Supramolecular Organic Framework that Enables Multifunctional Doxorubicin Delivery, Photofrin Post-treatment Phototoxicity Inhibition, and Heparin Neutralization.

Abstract

Although porous frameworks are structurally ideal for the development of biomaterials through drug adsorption, sequestration, and delivery, integration of multiple biofunctions into a biocompatible porous framework would greatly improve its potential for preclinical investigations by increasing both therapeutic value and research and development efficiency.
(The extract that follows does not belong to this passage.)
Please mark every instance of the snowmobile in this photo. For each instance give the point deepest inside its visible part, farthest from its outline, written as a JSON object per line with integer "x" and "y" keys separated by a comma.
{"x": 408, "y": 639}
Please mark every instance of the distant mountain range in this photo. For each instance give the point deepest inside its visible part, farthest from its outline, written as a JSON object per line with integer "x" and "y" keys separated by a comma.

Herein, we report the preparation of a highly biocompatible supramolecular organic framework from an imidazolium-derived tetrahedral monomer and cucurbit[8]uril. The supramolecular organic framework has been revealed to have regular intrinsic porosity and adsorb doxorubicin, photofrin, and heparins driven by hydrophobicity and/or ion-pairing electrostatic interactions. In vivo or in vitro assays illustrate that this adsorption leads to efficient intracellular delivery of doxorubicin, which enhances its antitumor efficacy, elimination of photofrin, which inhibits its post-treatment phototoxicity without reducing its photodynamic therapeutic activity, and sequestration of (low-molecular-weight) heparins, which neutralizes their anticoagulation activity more efficiently than clinically used protamine.